One strange and silly thing to remember about epoxy is that it works better if it has gaps to fill.Yes along the glue (epoxy) line. Doweling wouldn't really help because the epoxy is breaking. (I have a biscut jointer and could have used it but it was only 4 boards and I could line them up easily enough.)
I think it has something to do with the moisture in that end of the board.
Each rudder is made of half of a 10' 2x12. I cut it in half then ripped each into 4 pieces. I kept each boards pieces together so I could flip and turn every other board and have it not warp if it ever gets wet. When I epoxied them together I clamped both rudders at the same time with the same clamps. (Ie; 8 boards together.)
The other rudder is still fine...? Oh well, this one will be too. But the failure is the reason I have decided to use a heavy weave cloth to cover both of them. It's a Kevlar and glass weave. Crazy strong! (I'm told it's used in the floor for blast supression on the Striker personnel carrier vehicles.)
I got my tiller handle sanded after a random orbital sander failure... The head broke off! (Porter Cable... come on...) I didn't want to drive over to the shop and get the Ryobi one so I fixed this one. I used LocTite on the screws too. (Something they didn't do...). It works as good as it ever did. (Not as well as the Ryobi but it's what I found first when looking in the shop last week.)
I picked up some Mariners varnish and got one coat on tonight.
It looks good except for the odd bang and scratch.
I got my dock in today with the help of my dock mate Ron. It went well.
We are the first to get in again. (I don't know what those retired guys do all day...)
If the fit is near perfect, epoxy doesn't really hold all that well.
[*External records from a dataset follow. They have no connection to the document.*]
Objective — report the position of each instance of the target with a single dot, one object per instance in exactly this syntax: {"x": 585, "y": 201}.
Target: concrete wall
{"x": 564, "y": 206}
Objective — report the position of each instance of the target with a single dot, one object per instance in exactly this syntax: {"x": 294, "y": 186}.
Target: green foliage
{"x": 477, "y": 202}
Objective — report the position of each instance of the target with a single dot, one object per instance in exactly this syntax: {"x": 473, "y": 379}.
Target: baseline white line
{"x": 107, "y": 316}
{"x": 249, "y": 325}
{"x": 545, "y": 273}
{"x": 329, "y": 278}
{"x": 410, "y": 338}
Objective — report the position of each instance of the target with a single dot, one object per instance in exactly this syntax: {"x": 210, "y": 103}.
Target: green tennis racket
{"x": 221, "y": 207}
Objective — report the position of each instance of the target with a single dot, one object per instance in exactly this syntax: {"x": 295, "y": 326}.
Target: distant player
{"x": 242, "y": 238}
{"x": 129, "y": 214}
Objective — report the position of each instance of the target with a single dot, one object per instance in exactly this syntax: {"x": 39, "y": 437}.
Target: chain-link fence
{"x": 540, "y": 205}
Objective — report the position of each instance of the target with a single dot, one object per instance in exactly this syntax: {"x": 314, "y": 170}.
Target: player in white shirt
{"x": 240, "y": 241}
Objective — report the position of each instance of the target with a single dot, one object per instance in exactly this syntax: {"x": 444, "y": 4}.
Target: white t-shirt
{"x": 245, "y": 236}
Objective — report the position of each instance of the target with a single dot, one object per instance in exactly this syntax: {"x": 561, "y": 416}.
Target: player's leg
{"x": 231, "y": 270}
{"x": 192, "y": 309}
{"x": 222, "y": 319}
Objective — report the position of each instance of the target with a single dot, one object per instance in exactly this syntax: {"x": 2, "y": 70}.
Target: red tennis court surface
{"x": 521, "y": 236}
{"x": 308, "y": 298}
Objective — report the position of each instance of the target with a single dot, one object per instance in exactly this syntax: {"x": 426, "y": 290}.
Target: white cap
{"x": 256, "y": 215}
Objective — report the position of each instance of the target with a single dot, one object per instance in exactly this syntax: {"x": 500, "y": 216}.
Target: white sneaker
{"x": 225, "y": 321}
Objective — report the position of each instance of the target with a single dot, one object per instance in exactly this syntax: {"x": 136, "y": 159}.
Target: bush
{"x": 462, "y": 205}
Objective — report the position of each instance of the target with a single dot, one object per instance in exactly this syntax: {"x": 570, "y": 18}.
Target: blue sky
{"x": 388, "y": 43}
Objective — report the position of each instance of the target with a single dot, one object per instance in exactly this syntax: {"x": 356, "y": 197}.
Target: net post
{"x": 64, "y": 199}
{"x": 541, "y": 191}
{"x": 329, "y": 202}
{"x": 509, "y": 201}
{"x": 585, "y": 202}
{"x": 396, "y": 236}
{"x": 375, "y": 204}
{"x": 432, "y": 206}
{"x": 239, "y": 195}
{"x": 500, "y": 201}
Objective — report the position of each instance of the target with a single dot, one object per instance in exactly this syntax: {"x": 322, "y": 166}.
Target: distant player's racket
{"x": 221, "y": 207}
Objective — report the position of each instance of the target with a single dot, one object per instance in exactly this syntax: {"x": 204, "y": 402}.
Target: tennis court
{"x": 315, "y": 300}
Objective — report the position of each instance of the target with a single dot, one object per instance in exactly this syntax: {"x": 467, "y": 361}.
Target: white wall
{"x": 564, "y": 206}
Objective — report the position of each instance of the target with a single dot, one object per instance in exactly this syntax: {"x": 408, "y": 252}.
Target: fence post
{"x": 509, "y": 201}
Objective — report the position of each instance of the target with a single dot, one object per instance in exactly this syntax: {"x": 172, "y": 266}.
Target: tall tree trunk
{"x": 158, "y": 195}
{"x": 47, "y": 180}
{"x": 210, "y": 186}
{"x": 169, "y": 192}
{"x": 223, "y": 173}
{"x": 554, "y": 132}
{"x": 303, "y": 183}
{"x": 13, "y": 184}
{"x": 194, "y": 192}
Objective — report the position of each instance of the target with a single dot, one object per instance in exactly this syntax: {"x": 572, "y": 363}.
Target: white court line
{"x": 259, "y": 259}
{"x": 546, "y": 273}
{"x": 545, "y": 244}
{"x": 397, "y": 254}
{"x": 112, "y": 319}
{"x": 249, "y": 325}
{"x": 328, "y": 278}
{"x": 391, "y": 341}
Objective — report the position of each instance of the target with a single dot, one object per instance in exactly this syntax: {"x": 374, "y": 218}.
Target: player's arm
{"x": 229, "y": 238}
For a well machined joint, a glue like resorcinol works a lot better, is UV and waterproof and cleans up with water until it sets (after that, you're grinding it off).
The bad thing is that it does leave a purple glue line. But if the fit is that good, it'll be a very thin line.
A question about the kevlar. I had alway thought it owed it great properties to the fact that the fibers could move past each other without separating. Once it's coated in resin, wouldn't it lose that property and just be the same as fibreglass cloth? Or is it that the longitudinal strength of kevlar is higher than fibreglass?